La pire mission pour un officier ukrainien, c’est celle qui consiste à annoncer à une famille la mort d’un fils ou d’un mari. C’est de cela dont j’ai pourtant été témoin lors de mon dernier séjour en Ukraine. Même pour les personnes les plus endurcies, cela reste difficile.
Celui qui a eu cette tâche à accomplir, devant moi, avait en plus une histoire particulière qui le liait à celui qui venait de tomber au combat, et qui avait le grade de commandant. Cet homme avait dirigé une compagnie où son propre père avait servi, engagé en tant que volontaire. Le père avait été tué en 2016, un jour avant sa fin de service. Et c’est ce commandant qui l’avait appelé, pour lui annoncer la mort… Une boucle était bouclée.
Le jeune commandant avait été mobilisé à l’âge de 24 ans, en 2016. « Il ne devait pas partir si tôt. Non, pas lui, il devait encore vivre… » L’officier devant moi ne savait pas où se mettre tellement il était dévasté. Son chef de bataillon lui avait demandé d’annoncer le décès à la femme du commandant.
Ce n’était pas la première fois qu’il devait le faire. Mais les fois précédentes, il ne connaissait pas les soldats personnellement. Même pour le chef d’État-Major, Valerii Zaluzhnyi, ce genre de coup de téléphone est une tâche difficile.
Alors, je l’ai vu qui essayait de reprendre son souffle et qui cherchait son portable. Il a tapé du poing contre le mur, de désespoir.

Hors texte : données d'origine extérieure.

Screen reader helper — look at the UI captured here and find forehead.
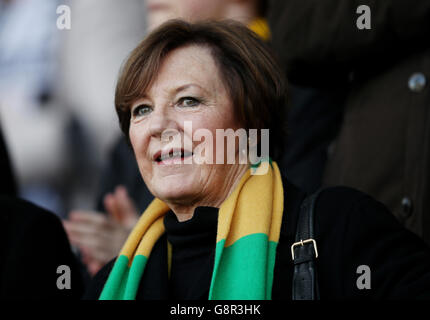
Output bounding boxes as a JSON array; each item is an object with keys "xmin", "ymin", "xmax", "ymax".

« Il ne devait pas mourir » !
Puis l’officier a pris le portable et composé le numéro de la femme du commandant. Elle a pris le téléphone et j’ai entendu le rire joyeux d’une petite fille. C’était l’heure de la promenade.

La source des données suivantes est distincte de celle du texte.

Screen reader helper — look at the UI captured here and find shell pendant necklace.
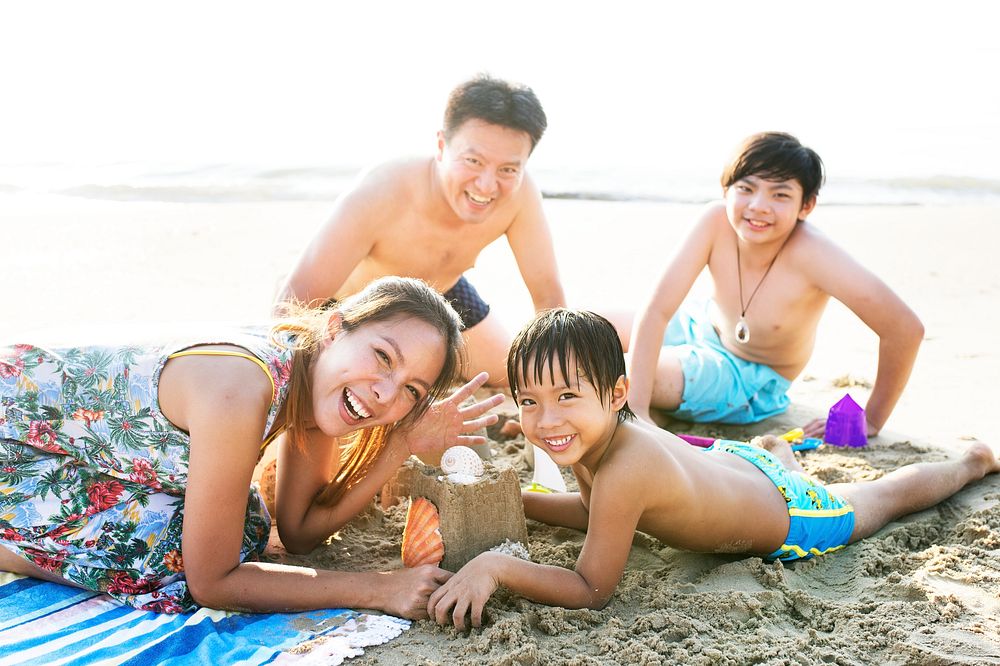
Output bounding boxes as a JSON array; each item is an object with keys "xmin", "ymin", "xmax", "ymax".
[{"xmin": 733, "ymin": 234, "xmax": 791, "ymax": 345}]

« Oui, Nastya, je ne sais pas si on t’a dit… Anton est 200 » (le code utilisé par les militaires pour les soldats tués)
« Tu plaisantes ? »
« Non, on ne fait pas des blagues avec ce genre de choses Nastya »
J’entends un cri dans le portable. Puis le silence.
« Je sais pas comment je vais vivre maintenant… »
« Nastya, tu vas vivre et tu dois vivre, pour le bien de votre fille ».
Silence.
« Bon, je ne peux pas me permettre une quelconque faiblesse, Alina est à côté de moi ».
«Nastya, tu vas recevoir plus d’informations plus tard. Je te propose qu’on se voie tous ensemble demain. Écoutes, nous sommes toujours là et tu peux compter sur nous ».
La fraternité et l’entraide inconditionnelle sont des règles du vie au sein de chaque bataillon militaire. La solidarité avec les familles se manifeste encore plus fort après la mort d’un soldat.
Une fois cette conversation terminée, l’officier s’est effondré en larmes. Pour lui, la guerre a commencé il y a 9 ans. Il en a 30. Un tiers de sa vie a été consacrée à se battre. « La plupart de mes connaissances ne me répondront plus jamais. Mon répertoire est devenu un registre de morts », dit-il.
Perdre un être proche est une tragédie. Chacun se retrouve avec un sentiment de solitude immense.
La mort de ce commandant a été causée par un tir d’artillerie. Selon les chiffres qui sont publics, les Forces Armées Ukrainiennes tirent environ 6 000 obus par jour. La Russie en tire 20 000 : il faut un mois à toute l’industrie de défense européenne pour en produire la même quantité.
Jusqu’à présent, les pays de l’UE n’ont fourni à l’Ukraine que 350 000 obus d’artillerie de 155 mm. Selon le Ministre ukrainien de la Défense, la même quantité serait encore nécessaire pour que Kyiv puisse tenir ses lignes défensives cet hiver et lancer sa contre-offensive prévue au printemps.
L’Union européenne a débloqué 2 milliards d’euros avec l’objectif de fournir un million d’obus de 155 mm et des missiles de défense antiaérienne à l’Ukraine d’ici 12 mois. C’est un défi pour les usines européennes qui semblent avoir besoin de beaucoup de temps pour redémarrer. L’enjeu est énorme : il ne s’agit pas seulement d’aider l’Ukraine à regagner des territoires, de renforcer la sécurité de l’Europe, mais aussi de préserver des vies de soldats ukrainiens.